Embora esteja profundamente ligada a essa articulação simbólica com a lei de interdição do incesto, a castração se manifesta como uma ameaça para o menino no plano imaginário, estabelecendo, nesse plano, a rivalidade com o pai. Dito de outra forma, na neurose a ameaça de castração é vivida como uma retaliação, como uma agressão imaginária. Isso porque o menino projeta imaginariamente no pai suas próprias tendências agressivas quando seu objeto privilegiado, a mãe, lhe é proibido. Assim, "o pai frustra o filho da posse da mãe" (Lacan, 1957-1958/1999, p. 178). A frustração, ato imaginário concernente a um objeto real, a mãe, tem como agente o pai simbólico.

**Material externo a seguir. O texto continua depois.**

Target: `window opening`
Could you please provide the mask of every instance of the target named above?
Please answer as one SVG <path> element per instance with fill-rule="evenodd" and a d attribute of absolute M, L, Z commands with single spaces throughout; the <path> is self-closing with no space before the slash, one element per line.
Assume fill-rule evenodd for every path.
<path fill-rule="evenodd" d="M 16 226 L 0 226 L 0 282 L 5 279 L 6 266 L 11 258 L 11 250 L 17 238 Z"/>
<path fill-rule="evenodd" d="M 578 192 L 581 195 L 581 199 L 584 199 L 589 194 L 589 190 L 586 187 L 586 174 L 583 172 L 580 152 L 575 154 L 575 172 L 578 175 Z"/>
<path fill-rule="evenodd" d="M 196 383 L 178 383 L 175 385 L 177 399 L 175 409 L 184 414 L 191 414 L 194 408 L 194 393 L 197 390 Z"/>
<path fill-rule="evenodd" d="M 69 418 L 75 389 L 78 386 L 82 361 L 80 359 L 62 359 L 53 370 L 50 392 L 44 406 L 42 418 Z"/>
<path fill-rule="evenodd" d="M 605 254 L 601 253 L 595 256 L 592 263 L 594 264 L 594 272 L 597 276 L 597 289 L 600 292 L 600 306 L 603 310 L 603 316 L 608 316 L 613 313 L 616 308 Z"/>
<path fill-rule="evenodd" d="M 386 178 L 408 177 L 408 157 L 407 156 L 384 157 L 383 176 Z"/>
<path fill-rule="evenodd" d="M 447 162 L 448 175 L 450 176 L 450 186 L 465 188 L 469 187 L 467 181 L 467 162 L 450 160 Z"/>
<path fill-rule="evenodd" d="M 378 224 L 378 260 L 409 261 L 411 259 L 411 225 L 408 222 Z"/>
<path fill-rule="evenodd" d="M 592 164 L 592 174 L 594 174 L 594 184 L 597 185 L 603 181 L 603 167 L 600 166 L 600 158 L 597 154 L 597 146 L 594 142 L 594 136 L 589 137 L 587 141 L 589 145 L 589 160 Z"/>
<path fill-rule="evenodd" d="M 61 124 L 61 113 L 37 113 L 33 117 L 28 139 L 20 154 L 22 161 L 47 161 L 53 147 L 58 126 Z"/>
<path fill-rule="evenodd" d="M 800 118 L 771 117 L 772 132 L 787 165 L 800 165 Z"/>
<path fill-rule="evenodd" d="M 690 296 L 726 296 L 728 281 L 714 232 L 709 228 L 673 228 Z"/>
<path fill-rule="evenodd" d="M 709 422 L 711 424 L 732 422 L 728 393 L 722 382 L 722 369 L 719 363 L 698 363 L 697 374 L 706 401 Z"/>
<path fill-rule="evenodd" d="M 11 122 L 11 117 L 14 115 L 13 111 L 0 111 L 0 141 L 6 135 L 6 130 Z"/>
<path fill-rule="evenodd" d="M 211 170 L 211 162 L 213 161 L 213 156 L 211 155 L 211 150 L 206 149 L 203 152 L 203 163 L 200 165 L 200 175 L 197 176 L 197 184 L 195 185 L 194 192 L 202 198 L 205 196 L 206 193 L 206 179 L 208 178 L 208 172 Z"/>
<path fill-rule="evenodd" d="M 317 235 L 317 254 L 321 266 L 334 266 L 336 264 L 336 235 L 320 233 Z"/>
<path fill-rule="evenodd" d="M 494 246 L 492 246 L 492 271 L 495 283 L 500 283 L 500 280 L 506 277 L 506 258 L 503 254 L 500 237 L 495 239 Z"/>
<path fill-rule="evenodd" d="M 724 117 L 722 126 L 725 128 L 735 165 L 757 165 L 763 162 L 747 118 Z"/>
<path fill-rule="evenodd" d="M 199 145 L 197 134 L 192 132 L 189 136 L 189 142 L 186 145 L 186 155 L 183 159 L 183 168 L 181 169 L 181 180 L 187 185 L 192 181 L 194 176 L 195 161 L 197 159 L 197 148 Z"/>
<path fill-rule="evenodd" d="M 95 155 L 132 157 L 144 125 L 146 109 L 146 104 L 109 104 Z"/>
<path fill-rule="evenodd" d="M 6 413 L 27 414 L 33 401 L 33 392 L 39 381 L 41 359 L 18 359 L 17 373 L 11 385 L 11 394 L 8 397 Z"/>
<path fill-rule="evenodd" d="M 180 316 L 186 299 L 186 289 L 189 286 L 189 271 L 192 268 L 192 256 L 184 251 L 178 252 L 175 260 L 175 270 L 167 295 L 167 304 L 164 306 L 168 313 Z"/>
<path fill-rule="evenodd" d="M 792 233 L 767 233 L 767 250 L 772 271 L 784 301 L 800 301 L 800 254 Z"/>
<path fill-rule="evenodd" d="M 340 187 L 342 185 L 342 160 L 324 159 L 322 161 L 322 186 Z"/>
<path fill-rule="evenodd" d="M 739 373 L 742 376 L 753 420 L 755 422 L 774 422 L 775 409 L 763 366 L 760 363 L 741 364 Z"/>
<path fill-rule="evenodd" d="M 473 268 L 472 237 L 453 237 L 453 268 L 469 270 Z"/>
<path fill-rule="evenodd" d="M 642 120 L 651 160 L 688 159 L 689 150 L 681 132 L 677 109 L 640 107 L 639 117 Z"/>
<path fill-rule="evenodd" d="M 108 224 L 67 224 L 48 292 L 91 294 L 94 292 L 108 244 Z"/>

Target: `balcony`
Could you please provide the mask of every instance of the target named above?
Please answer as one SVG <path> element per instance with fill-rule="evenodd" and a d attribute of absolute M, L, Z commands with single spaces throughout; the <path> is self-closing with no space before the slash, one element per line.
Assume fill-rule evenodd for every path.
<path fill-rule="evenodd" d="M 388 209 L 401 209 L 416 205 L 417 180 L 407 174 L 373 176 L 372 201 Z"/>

O pai imaginário surge como agente da privação, como aquele que se faz preferir em lugar da mãe, possibilitando o estabelecimento da identificação ideal: "em outras palavras, no momento da saída normatizadora do Édipo, a criança reconhece não ter - não ter realmente aquilo que tem, no caso do menino, e aquilo que não tem, no caso da menina" (Lacan, 1957-1958/1999, p. 179). Lacan reconhece nisto um impasse, uma dificuldade na sua explicação. Buscando uma solução, questiona o que é o pai e, mais especificamente, o que ele é no complexo de Édipo. Aponta que, mesmo intervindo como real para dar corpo à castração, o pai não é um objeto real. Também não é unicamente um objeto ideal, afirma. Lacan então se refere ao pai simbólico para afirmar que o pai é uma metáfora: "a função do pai no complexo de Édipo é ser um significante que substitui o primeiro significante introduzido na simbolização, o significante materno" (Lacan, 1957-1958/1999, p. 180). No lugar do desejo da mãe, vem o significante Nome-do-Pai.

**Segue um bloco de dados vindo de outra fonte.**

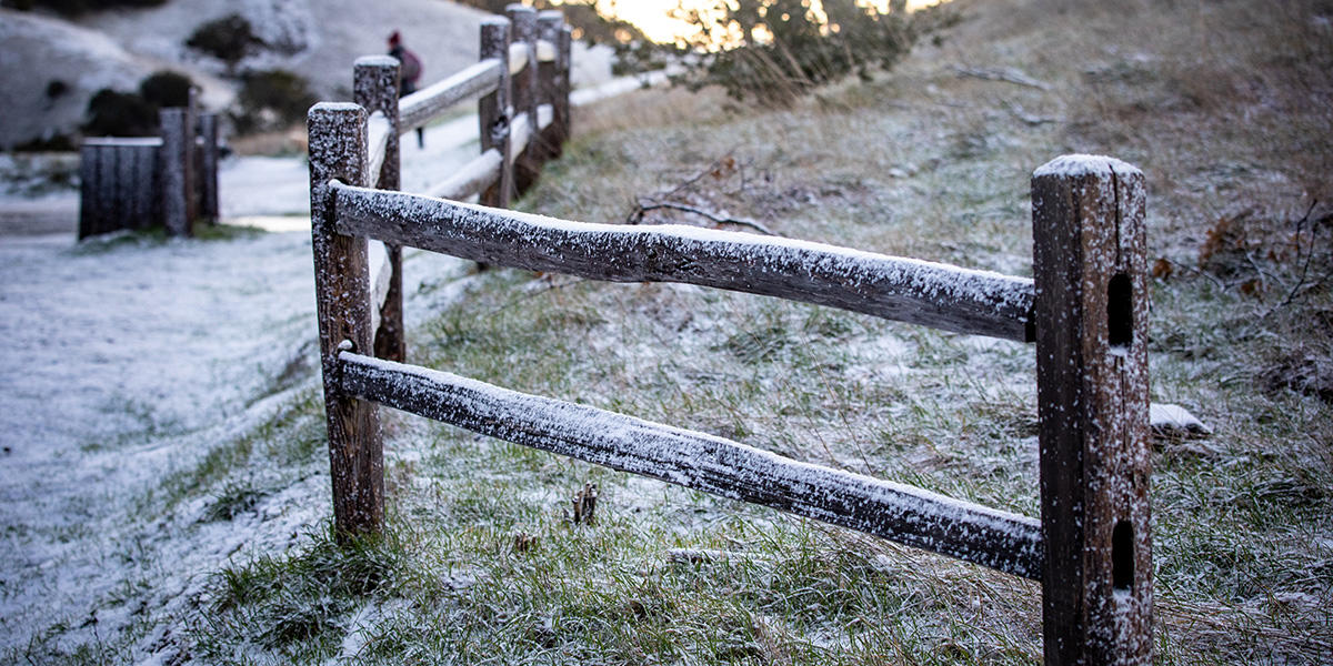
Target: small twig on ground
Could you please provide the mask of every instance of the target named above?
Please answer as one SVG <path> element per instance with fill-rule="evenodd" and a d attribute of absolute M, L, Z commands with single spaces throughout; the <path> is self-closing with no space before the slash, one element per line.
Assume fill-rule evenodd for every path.
<path fill-rule="evenodd" d="M 972 76 L 976 79 L 984 79 L 986 81 L 1004 81 L 1012 83 L 1014 85 L 1025 85 L 1028 88 L 1036 88 L 1038 91 L 1049 91 L 1050 84 L 1045 81 L 1038 81 L 1012 67 L 1005 68 L 981 68 L 981 67 L 961 67 L 949 65 L 958 76 Z"/>
<path fill-rule="evenodd" d="M 1305 209 L 1305 214 L 1301 216 L 1301 218 L 1296 221 L 1296 260 L 1297 261 L 1301 260 L 1301 233 L 1305 232 L 1305 222 L 1308 222 L 1310 220 L 1310 213 L 1314 212 L 1314 206 L 1317 206 L 1318 204 L 1320 204 L 1320 200 L 1317 200 L 1317 198 L 1314 201 L 1310 201 L 1310 208 L 1306 208 Z M 1265 312 L 1262 316 L 1260 316 L 1260 320 L 1266 320 L 1270 314 L 1273 314 L 1274 312 L 1277 312 L 1280 308 L 1285 308 L 1285 306 L 1290 305 L 1292 301 L 1296 300 L 1296 297 L 1300 294 L 1301 289 L 1305 286 L 1306 280 L 1310 276 L 1310 261 L 1314 260 L 1314 248 L 1316 248 L 1314 238 L 1316 238 L 1316 236 L 1318 236 L 1318 233 L 1320 233 L 1320 225 L 1317 225 L 1317 224 L 1312 225 L 1310 226 L 1310 249 L 1305 254 L 1305 262 L 1301 264 L 1301 276 L 1296 280 L 1296 284 L 1293 284 L 1292 288 L 1286 292 L 1286 297 L 1282 298 L 1282 301 L 1278 302 L 1277 305 L 1269 308 L 1268 312 Z M 1246 253 L 1245 256 L 1248 258 L 1249 253 Z M 1252 262 L 1253 262 L 1253 260 L 1252 260 Z M 1325 277 L 1328 277 L 1328 276 L 1325 276 Z M 1318 281 L 1316 281 L 1314 285 L 1318 285 L 1321 282 L 1322 282 L 1322 278 L 1318 280 Z"/>
<path fill-rule="evenodd" d="M 635 210 L 631 212 L 629 217 L 625 218 L 625 224 L 639 224 L 644 218 L 644 213 L 648 213 L 649 210 L 661 210 L 661 209 L 680 210 L 682 213 L 697 214 L 714 224 L 730 224 L 736 226 L 746 226 L 749 229 L 754 229 L 758 233 L 762 233 L 764 236 L 781 236 L 780 233 L 774 233 L 772 229 L 764 226 L 761 222 L 756 220 L 749 220 L 744 217 L 728 217 L 720 213 L 714 213 L 712 210 L 704 210 L 702 208 L 698 206 L 692 206 L 688 204 L 676 204 L 672 201 L 640 200 Z"/>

O que está em jogo não é da ordem da verdade da procriação. Dessa forma, o pai é real, mas ele só o é "na medida em que as instituições lhe conferem [...] seu nome de pai"; o que interessa é "sancionarem num significante que aquele com quem ela [a mãe] praticou o coito é o pai" (Lacan, 1957-1958/1999, p. 186-187). É nesse sentido que Lacan diz que a posição do Nome-do-Pai situa-se no nível do simbólico como uma necessidade da cadeia significante.
Retomando as relações entre a criança e sua mãe, seus termos estão resumidos no triângulo imaginário: mãe, criança e falo. Neste triângulo, não está incluído o pai. Entretanto, a criança nasce em uma estrutura em que já está presente, desde o início, o ir e vir da mãe. Com isso, introduz-se uma primeira simbolização; a do fort-da. Esse ir e vir leva a criança, cujo desejo é o desejo da mãe, a perguntar-se por aquilo em torno do que giram essas idas e vindas: há nela o desejo de Outra coisa. Por trás da mãe, há toda uma ordem simbólica, que faz com que seu desejo situe-se em relação ao falo. Visto que o falo é o objeto de desejo da mãe, a criança se oferece nesse lugar. É por meio dessa ordem simbólica que se introduz o termo pai em outro triângulo: o triângulo simbólico pai - mãe - filho. Dessa maneira, o pai entra no triângulo, mesmo que para a criança ele ainda não tenha entrado.
É em um segundo tempo que o pai intervém como onipotente e privador. Coloca-se em questão aí o Outro do Outro, o que para a criança retorna como a lei do pai imaginariamente concebida como privadora da mãe. No entanto, não se trata apenas de um "não te deitarás com tua mãe" dirigido à criança, mas da mensagem endereçada à mãe: "não reintegrarás teu produto". O pai é aqui suporte da lei, porém mediado pela mãe, a qual o instaura nesse lugar de quem lhe faz lei.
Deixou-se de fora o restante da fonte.